Collections held in Trust
Classic cars, fine art, antiques and books are possibly the things that come to mind when we mention collectables. Building a collection of valuable items involves time and dedication, as well as a sizeable financial investment.
More often than not, there is a significant emotional attachment to one’s collection. The time spent in researching and then finding the wanted items is priceless. Furthermore, the ultimate purchase of a collectable item can be rather costly. Moreover, in terms of value, the size of the collection of valuable items also contributes towards its financial worth, adding to it a value that is not simply equal to the value of the individual items. An added intrinsic value lies in the collection itself over and above the value of the individual items. In fact collectables have become a diversified investment type, used as a means of preserving wealth, and also passing it down the generations.
The personal nature of collectable items on the one hand and the potential significant value thereof on the other, make it paramount for the owner of such a collection to plan what it to happen to the collection on his demise.
It is safe to say that one’s heirs may not share one’s same passions, or they may not have the necessary maturity and knowledge to manage such collectables on one’s demise therefore, one risks having a valuable collection going to waste, as it is not properly appreciated and taken care of, with its value being dissipated.
How can collections be protected and managed for years to come?
Having such collections held in Trust can be an effective answer. A Trust has a longevity that can last up to 125 years and the Trust Deed can be formulated in such a way that ensures that the settlor’s wishes with regards to such collectable items and the manner in which these are to be managed, are duly implemented by the Trustees even following his demise.

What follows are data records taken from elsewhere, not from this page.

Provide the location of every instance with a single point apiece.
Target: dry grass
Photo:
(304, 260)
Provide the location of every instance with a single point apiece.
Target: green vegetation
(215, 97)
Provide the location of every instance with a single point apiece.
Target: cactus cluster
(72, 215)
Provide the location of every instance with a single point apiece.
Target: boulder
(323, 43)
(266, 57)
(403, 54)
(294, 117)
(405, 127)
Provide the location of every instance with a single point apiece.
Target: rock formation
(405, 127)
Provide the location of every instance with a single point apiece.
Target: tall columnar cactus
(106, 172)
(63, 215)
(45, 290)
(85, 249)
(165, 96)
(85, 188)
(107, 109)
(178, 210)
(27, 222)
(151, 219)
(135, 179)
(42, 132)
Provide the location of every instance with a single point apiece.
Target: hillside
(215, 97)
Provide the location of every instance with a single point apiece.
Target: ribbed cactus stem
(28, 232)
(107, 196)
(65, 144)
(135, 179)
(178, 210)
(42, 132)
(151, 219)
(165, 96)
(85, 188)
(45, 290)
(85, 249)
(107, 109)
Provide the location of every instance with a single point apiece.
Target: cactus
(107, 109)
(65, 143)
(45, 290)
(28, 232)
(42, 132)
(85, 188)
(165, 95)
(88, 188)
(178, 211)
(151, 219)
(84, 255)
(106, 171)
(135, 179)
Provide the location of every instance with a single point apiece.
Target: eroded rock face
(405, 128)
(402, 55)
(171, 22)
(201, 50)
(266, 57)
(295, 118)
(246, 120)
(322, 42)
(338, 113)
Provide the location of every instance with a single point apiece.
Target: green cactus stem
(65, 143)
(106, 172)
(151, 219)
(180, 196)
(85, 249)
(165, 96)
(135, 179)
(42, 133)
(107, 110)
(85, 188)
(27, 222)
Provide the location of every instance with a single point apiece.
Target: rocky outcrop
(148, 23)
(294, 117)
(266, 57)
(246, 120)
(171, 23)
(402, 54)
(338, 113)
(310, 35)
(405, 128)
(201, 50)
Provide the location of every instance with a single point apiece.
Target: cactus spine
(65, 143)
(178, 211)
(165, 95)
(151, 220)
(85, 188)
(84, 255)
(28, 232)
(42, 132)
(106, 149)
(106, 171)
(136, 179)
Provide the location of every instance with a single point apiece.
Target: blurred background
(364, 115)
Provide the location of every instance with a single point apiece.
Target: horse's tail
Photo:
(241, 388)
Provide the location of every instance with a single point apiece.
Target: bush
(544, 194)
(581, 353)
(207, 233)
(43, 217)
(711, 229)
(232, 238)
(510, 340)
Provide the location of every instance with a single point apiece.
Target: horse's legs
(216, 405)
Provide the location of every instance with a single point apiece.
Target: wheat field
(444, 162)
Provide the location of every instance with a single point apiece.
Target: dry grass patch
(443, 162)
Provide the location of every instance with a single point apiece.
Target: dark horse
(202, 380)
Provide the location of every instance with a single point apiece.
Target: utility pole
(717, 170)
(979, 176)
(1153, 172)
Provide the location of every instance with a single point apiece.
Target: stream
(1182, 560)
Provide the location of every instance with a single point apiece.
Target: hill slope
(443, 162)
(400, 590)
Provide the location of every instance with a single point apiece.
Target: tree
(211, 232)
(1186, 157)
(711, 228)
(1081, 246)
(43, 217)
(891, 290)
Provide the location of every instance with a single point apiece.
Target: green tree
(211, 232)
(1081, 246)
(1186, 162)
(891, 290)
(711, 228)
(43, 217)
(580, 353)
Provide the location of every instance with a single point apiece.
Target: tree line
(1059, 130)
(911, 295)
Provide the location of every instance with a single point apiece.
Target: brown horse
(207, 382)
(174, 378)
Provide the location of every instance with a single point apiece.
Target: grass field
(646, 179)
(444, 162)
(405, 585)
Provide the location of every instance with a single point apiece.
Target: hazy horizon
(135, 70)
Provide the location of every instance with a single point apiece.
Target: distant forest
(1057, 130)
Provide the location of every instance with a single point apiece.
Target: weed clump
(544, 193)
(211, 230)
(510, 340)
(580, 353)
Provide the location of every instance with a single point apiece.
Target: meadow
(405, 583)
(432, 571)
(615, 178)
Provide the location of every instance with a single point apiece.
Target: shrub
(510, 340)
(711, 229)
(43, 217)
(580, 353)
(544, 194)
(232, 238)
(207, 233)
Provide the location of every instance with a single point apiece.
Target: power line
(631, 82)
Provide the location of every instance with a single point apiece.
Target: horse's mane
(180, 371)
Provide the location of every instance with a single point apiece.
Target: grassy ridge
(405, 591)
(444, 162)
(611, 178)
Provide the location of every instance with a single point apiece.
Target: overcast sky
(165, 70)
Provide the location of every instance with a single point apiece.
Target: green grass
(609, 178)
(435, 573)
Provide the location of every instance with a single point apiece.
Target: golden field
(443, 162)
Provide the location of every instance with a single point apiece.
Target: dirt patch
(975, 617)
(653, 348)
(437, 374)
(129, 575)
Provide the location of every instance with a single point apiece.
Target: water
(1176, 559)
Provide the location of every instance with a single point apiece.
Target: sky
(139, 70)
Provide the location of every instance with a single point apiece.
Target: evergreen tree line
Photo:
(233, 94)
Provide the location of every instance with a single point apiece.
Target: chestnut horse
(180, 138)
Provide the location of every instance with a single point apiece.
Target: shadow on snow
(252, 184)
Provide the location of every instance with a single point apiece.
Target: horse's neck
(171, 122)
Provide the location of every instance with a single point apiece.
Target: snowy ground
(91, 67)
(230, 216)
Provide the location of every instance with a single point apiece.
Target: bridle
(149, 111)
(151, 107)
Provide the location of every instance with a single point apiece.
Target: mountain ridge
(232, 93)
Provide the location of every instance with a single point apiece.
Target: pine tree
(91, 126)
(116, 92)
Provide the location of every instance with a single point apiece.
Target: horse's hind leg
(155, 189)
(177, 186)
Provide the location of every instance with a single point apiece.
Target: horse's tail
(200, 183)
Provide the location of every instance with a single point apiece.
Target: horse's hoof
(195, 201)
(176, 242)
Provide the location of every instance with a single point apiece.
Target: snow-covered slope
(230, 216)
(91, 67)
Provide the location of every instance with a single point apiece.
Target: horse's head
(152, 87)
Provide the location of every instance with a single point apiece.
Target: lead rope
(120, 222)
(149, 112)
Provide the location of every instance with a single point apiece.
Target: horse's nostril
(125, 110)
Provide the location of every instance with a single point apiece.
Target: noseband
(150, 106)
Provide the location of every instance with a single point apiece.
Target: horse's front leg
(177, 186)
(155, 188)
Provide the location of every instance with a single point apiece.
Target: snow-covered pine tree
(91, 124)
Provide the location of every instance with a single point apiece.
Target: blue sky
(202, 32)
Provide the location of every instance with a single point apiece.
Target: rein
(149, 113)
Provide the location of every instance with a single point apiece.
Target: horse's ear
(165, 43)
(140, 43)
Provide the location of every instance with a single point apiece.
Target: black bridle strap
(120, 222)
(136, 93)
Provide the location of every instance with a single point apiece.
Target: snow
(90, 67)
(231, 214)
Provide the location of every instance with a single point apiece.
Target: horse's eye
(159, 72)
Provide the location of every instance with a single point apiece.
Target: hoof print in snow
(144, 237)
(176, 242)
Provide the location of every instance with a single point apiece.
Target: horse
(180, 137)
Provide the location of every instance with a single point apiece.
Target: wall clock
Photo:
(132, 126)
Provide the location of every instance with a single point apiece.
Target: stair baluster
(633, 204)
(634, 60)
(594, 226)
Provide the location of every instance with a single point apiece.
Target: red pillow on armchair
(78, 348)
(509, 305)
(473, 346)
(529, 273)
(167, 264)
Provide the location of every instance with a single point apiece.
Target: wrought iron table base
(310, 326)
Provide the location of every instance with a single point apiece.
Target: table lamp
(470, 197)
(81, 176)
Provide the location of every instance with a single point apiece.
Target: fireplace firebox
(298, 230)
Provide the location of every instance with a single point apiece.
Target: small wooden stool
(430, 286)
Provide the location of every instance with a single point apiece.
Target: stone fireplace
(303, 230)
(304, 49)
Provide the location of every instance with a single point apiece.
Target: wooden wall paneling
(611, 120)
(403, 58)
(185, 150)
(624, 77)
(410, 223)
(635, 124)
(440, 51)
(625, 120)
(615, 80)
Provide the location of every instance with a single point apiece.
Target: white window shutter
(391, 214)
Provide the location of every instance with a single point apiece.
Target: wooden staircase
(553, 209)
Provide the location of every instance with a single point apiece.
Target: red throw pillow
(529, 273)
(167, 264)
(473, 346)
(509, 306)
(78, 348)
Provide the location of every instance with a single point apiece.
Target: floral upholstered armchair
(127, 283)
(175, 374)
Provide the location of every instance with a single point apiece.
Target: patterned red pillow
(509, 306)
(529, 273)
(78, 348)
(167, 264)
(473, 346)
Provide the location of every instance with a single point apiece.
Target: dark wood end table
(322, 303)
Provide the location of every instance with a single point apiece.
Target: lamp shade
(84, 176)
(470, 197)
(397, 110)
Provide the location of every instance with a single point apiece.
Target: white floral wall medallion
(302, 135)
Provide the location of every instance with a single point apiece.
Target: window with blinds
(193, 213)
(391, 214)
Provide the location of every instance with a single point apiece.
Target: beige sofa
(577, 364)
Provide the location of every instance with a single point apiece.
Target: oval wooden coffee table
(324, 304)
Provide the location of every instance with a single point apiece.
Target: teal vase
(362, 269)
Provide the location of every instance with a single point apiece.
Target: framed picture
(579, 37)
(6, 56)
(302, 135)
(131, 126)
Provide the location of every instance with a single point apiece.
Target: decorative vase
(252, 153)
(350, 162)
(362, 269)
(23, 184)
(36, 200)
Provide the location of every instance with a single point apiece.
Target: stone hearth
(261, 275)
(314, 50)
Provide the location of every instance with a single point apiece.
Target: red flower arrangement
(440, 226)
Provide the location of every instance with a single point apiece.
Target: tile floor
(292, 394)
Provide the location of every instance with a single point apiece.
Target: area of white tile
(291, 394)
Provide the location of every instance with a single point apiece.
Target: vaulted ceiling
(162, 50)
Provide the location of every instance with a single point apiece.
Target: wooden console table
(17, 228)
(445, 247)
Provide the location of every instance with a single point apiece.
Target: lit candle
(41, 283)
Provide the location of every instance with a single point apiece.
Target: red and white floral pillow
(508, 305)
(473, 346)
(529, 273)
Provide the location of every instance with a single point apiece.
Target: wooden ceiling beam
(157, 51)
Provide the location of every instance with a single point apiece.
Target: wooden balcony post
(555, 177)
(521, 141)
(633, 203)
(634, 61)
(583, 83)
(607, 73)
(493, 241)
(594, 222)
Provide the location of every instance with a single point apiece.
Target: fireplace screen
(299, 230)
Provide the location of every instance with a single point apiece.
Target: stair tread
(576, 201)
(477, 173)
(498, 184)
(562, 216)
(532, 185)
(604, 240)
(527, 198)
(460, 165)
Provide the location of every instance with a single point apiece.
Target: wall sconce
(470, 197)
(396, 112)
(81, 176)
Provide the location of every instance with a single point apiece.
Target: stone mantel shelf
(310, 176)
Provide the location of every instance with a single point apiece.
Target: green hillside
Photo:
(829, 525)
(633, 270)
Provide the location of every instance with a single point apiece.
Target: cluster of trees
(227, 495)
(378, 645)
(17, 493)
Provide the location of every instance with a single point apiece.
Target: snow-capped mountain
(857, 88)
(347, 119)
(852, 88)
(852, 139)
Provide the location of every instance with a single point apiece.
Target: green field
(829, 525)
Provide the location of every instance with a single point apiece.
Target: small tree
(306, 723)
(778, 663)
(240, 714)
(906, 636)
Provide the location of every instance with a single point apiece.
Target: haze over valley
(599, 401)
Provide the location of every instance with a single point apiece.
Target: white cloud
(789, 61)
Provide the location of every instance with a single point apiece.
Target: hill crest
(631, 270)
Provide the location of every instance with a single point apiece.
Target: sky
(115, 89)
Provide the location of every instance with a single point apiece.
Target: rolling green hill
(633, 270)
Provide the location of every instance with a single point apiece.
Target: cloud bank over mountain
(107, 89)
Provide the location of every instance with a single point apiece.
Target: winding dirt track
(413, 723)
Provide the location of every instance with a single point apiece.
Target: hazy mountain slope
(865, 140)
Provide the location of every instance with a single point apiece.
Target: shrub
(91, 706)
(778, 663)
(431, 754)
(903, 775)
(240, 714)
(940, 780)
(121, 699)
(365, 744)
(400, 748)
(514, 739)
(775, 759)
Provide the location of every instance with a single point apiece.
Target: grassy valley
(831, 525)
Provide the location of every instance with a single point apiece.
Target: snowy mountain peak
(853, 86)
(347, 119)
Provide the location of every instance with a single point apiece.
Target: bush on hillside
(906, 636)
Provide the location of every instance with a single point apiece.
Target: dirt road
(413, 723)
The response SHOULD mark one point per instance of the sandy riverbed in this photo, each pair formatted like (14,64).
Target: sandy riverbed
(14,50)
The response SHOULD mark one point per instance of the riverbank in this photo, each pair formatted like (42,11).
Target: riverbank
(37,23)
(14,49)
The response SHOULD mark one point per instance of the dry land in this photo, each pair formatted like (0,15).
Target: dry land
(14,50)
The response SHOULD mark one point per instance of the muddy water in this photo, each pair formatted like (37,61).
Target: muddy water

The options on how to manage such collections will vary depending on the nature of the collections as well as on the wishes of the settlor. Some practical examples on what can be done with the collection while in trust include the following:
- Donating or loaning the assets to specific Museums;
- Selling the collection to museums or auctions with the proceeds to be divided between the heirs;
- Derive income from the collection which can be used for an expressed wish (e.g. the promotion of upcoming artists);
- Donating the assets to the heirs in an organised manner and subject to certain conditions as imposed by the settlor.
In managing and administering the collectable items, the Trustee would always follow the terms set out in the Trust deed, which would have been drafted in accordance to the wishes of the Settlor. Being such a highly specialised area, the Trustees would typically appoint professional experts in the specific area. Depending on the desired outcome for the collections, the Trustees would use the experts’ advice, on how to preserve and protect the assets and manage these in accordance with the wishes of the settlor,
What is the process and how would it work should a collection be settled in Trust?
There are different ways in which to structure such an arrangement. Typically the first step is to approach professional trustees to discuss the collectible items and the manner in which one would like them to be managed and distributed. A Trust Deed is drawn up and executed on the basis of the settlor’s intentions. The relevant collectables are then transferred to the name of the Trustees to hold them on Trust as per the Trust Deed. Typically, during the settlor’s lifetime the settlor will retain the use and enjoyment of these items, as well as, the right to give directions to the Trustees on the management of such assets. Once the settlor passes away or is in no capacity to give directions, or simply reaches an age at which he prefers to take a step-back; the Trustees will take a bigger role in the management of such assets, always and solely in accordance with the terms of the Trust Deed.